What is driving the selloff
At the center of the recent repricing is an intensifying concern about artificial intelligence. Investors are increasingly uneasy about the potential for AI-driven disruption to upend established business models. That anxiety has disproportionately affected companies in the software and services sectors, which market participants view as particularly exposed to technological displacement.
Distress and refinancing risks
As prices fell, the market formally moved substantial amounts of debt into what is considered "distressed" territory. For issuers rated below investment grade, this is more than a momentary markdown: debt priced at distressed levels signals a greater likelihood that those borrowers will face challenges refinancing upcoming maturities. That dynamic raises immediate concerns for credit quality and future access to financing for affected firms.

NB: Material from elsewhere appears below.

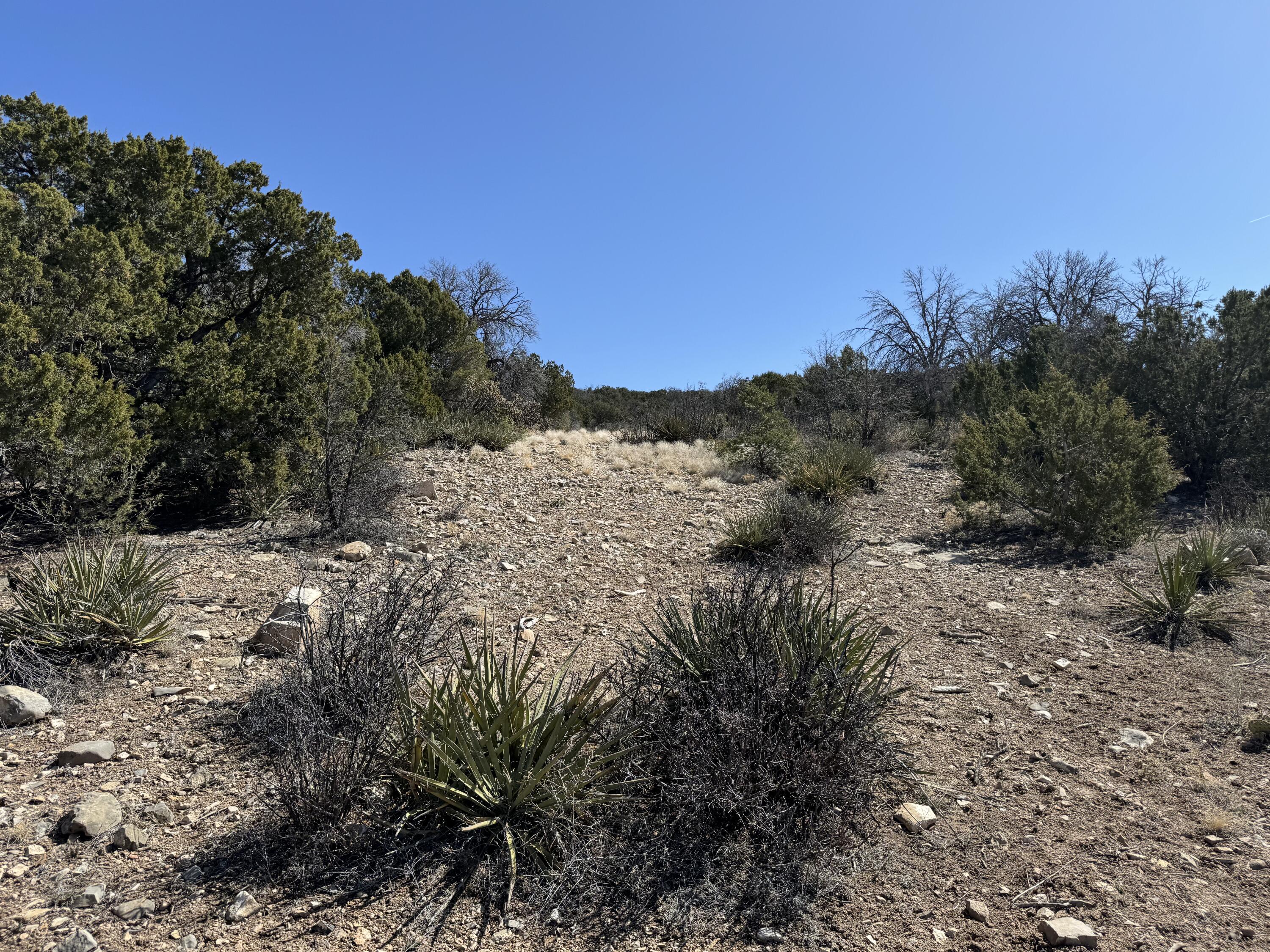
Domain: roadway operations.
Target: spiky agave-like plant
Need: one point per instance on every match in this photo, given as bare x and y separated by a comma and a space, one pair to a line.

Primary market and liquidity
Liquidity pressures have accompanied the secondary-market rout. New loan issuance in the US contracted sharply, falling to its lowest monthly volume since May. This retreat in primary activity suggests both lenders and borrowers have become cautious as they reassess how AI-related risks might affect corporate credit profiles over the longer term.
Compounding the drop in supply, US loan funds recorded heightened redemption activity. Recent data show withdrawal rates from these funds at their highest since April of last year. With fewer buyers stepping in and existing holders reducing exposure, downward price pressure persisted across February.
Shift in investor focus
Credit analysis in the leveraged loan sector is showing a notable shift. Where interest-rate risk previously dominated investor concerns, the market narrative now places AI displacement risk at the forefront. That reordering has widened the valuation gap between companies perceived as potential AI "winners" and what investors consider "legacy" software providers, with the latter group under heavier selling pressure.
This account reflects the market signals and data observed in February, including the Bloomberg US Leveraged Loan Index move, sector concentration of selling, distressed pricing outcomes and changes in issuance and fund flows.